The email blasted all the teacher laptops: TESTING IS OVER!!!! The tubs have been turned in and amazingly enough, I had all the materials that I started with-counted, over and over-and in front of people. They will all be shipped off to some grading warehouse. I imagine it looks like the one in Reservoir Dogs, but with scantron machines set up in rows, while retired teachers, wearing rubber shoes, scan-in unison. My imagination runs away with me if I don’t have visuals.
I look at my calendar to see that I have five weeks of school left. Seriously? I see my class, staring back at me as if to say, “What now?”
So if you don’t know, these last weeks of school are “review” weeks. Translated, this could mean movie-watching-a-palooza. In the ten years I have taught, I have had little to no success in watching a movie in the classroom. I keep thinking, “I could do this at home, in my pink sweat pants.” The kids start talking, and soon-no one is watching the movie-except for the ONE kid sprawled out in front of the screen, annoyed with the rest of us.
So, like all other O.C. teachers, I ATTEMPT to plan things that will affect change in the lives of the students. Because, this is how all this teaching career stuff got started. But this year seems different. Did testing suck the life out of me? Do I still have a pulse? Did the Greg Mortenson news contribute to my creative flatline? Did I lose my powers like Samantha often did? WHAT IS HAPPENING?!
In our last planning period, we were discussing what academic activities we had planned for the end of the year. It was my turn. Oh, yah-that. Things are…forth coming. Forth coming-a polite phrase to say, “I got nothing, and don’t know when I will have something.” I mumbled about a time-machine project that I have been tossing around in my brain for years.
I think I want to do more than create an engaging project. I want to do something that is far-reaching-that has a global perspective. At the end of the curriculum, there has to be something more-Oz, Wonderland, Willy Wonka’s Chocolate Factory????? What can I do to make the kids continue to love school? Because, I’m beginning to believe that this is a critical time to sell them on the idea that learning is fun.
So, we are writing a play. Not world-changing, but not a coma-inducing activity either. As always, the imagination pouring from my class makes me want to keep going back to work.
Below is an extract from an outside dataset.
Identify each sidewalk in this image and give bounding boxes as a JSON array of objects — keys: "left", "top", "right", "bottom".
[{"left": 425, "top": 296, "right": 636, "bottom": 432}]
We could have done a readers’ theater, or pull a play from somewhere But, we have been there and done that. It is tIme to spark those synapses a bit after hours of testing has dulled our senses. The end of the year also means that the phrase “simple activities” is not part of my end-of-the-year-engage-the-kids vernacular. I’m still working on the Global Project, because it needs to be done. Performing arts, global awareness, and small children…oh the possibilities.
I also know that the 5th grade field trip is looming. Just think, hundreds of 5th graders, in a narrow cave-a mile under the earth, followed by a river boat ride. This is what dreams are made of. You never know who has claustrophobia, until it is too late.
For the next five weeks, I will be embroiled in Odysseus’s and Robin Hood’s journey to Wonderland. Maybe, I’ll find my mojo somewhere between the tea party and the battle with the Cyclops.